2

I am using Selenium to extract data from the HTML body of a webpage and am writing the data to a .csv file using pandas.

The data is extracted and written to the file, however I would like to manipulate the formatting of the data to write to specified columns, after reading many threads and docs I am not able to understand how to do this.

The current CSV file output is as follows, all data in one row or one column

0,
B09KBFH6HM,
dropdownAvailable,
90,
1,
B09KBNJ4F1,
dropdownAvailable,
100,
2,
B09KBPFPCL,
dropdownAvailable,
110

or if I use the [count] count +=1 method it will be one row

0,B09KBFH6HM,dropdownAvailable,90,1,B09KBNJ4F1,dropdownAvailable,100,2,B09KBPFPCL,dropdownAvailable,110

I would like the output to be formatted as follows,

/col1 /col2      /col3             /col4 
0,   B09KBFH6HM, dropdownAvailable, 90, 
1,   B09KBNJ4F1, dropdownAvailable, 100,    
2,   B09KBPFPCL, dropdownAvailable, 110

I have tried using columns= options but get errors in the terminal and don't understand what feature I should be using to achieve this in the docs under the append details

https://pandas.pydata.org/docs/reference/api/pandas.DataFrame.append.html?highlight=append#pandas.DataFrame.append

A simplified version is as follows

from selenium import webdriver
import pandas as pd

price = []

driver = webdriver.Chrome("./chromedriver")
driver.get("https://www.example.co.jp/dp/zzzzzzzzzz/")

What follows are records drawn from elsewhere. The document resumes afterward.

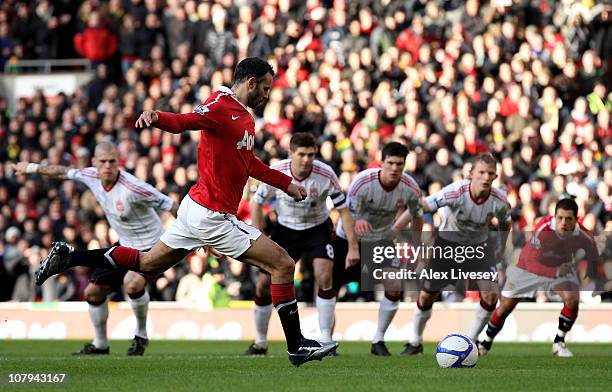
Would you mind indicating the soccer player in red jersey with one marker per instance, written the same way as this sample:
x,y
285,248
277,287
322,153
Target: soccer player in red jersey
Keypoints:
x,y
206,217
545,263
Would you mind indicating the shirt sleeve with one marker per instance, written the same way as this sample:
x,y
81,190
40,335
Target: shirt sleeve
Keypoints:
x,y
414,204
356,200
264,192
87,176
503,214
336,194
263,173
447,196
206,116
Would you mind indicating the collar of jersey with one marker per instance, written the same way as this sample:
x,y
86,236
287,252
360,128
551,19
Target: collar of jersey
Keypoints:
x,y
553,225
227,90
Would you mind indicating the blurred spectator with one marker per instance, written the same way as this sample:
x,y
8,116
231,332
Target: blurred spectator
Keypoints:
x,y
202,285
96,43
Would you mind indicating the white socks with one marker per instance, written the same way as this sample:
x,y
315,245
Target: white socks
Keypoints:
x,y
262,319
140,306
326,308
419,321
386,312
98,315
481,319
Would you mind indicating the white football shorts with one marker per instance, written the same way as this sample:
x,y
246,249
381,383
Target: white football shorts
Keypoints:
x,y
521,283
197,226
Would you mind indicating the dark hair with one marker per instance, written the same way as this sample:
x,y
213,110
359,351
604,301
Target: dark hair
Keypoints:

select_box = driver.find_element_by_name("dropdown_selected_size_name")
options = [x for x in select_box.find_elements_by_tag_name("option")]
for element in options:
    price.append(element.get_attribute("value"))
    price.append(element.get_attribute("class"))
    price.append(element.get_attribute("data-a-html-content"))

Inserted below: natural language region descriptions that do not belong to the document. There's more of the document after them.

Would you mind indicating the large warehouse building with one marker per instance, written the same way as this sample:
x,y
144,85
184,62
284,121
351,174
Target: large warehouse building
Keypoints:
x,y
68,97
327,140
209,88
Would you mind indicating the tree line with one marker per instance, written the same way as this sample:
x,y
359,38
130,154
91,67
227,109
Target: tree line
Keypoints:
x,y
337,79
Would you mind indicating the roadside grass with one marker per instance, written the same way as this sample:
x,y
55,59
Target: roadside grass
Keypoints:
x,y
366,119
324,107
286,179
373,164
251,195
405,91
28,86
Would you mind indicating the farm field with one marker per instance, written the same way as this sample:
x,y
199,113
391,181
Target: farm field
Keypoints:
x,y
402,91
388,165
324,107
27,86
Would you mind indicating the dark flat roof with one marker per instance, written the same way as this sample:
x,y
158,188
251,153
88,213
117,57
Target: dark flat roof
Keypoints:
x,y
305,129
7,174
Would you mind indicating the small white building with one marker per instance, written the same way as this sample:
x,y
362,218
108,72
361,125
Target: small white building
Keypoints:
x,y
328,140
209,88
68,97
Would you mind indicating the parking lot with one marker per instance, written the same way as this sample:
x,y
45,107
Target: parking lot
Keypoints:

output = pd.DataFrame(price)
output.to_csv("Data.csv", encoding='utf-8-sig')

driver.close()

Do I need to parse each item separately and append? I would like each of the .get_attribute values to be written to a new column.

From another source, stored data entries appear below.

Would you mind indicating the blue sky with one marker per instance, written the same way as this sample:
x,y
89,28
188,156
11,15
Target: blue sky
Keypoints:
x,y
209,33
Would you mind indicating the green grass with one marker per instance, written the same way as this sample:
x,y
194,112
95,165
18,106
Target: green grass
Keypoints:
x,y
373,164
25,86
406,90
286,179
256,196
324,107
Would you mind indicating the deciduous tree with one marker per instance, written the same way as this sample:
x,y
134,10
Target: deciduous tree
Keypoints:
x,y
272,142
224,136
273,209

Is there any advice you can offer for a solution to this as I am not very proficient at pandas, thank you for your helps

crawf
  • 75
  • 6

3 Answers3

1

Adding all your items to the price list is going to cause them all to be in one column. Instead, store separate lists for each column, in a dict, like this (name them whatever you want):

data = {
    'values': [],
    'classes': [],
    'data_a_html_contents': [],
}

...

for element in options:
    values.append(element.get_attribute("value"))
    classes.append(element.get_attribute("class"))
    data_a_html_contents.append(element.get_attribute("data-a-html-content"))

...

output = pd.DataFrame(data)
output.to_csv("Data.csv", encoding='utf-8-sig')
  • Thank your for this informative reply, you have confirmed the issue that I was appending everything to one list, I really like to simple solution of using lists and will learn more about this method. I am not able to implement your solution though, although I tried many times I always get the error `values.append(element.get_attribute("value")) NameError: name 'values' is not defined` I tried several variations and places in the script, but was unable to get it working, it is really a shame I couldn't get it to work (due to my own lack of knowledge) Thank you for the reply – crawf Nov 28 '21 at 00:51
1

 Approach similar to @user17242583, but a little shorter:

data = [[e.get_attribute("value"), e.get_attribute("class"), e.get_attribute("data-a-html-content")] for e in options]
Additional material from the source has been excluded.